The rest of this paper is organized as follows. In Section 2 we give a brief description of fuzzy c-means algorithm and Mahalanobis distance, and presents a FCM algorithm based on Mahalanobis distance. In Section 3 we present fuzzy support vector data description, and present the proposed fuzzy support vector classifier algorithm. In Section 4 we illustrate our proposed algorithm by comparing its performance with other methods. Finally, the conclusion is given in Section 5.

2 FCM algorithm and Mahalanobis distances

Fuzzy c-means (FCM) algorithm, has been shown to have satisfied ability of handling noises and outliers.

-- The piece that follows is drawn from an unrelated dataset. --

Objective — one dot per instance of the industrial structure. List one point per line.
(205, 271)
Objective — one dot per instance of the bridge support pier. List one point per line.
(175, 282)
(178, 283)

In this section, we first introduce the fuzzy c-means algorithm, and review the distance measure based on Mahalanobis distance. We present the improved FCM algorithm based on Mahalanobis distance.

2.1 FCM algorithm

Clustering methods seeks to organize a set of items into clusters such that items within a given cluster have a high degree of similarity, whereas items belonging to different clusters have a high degree of dissimilarity.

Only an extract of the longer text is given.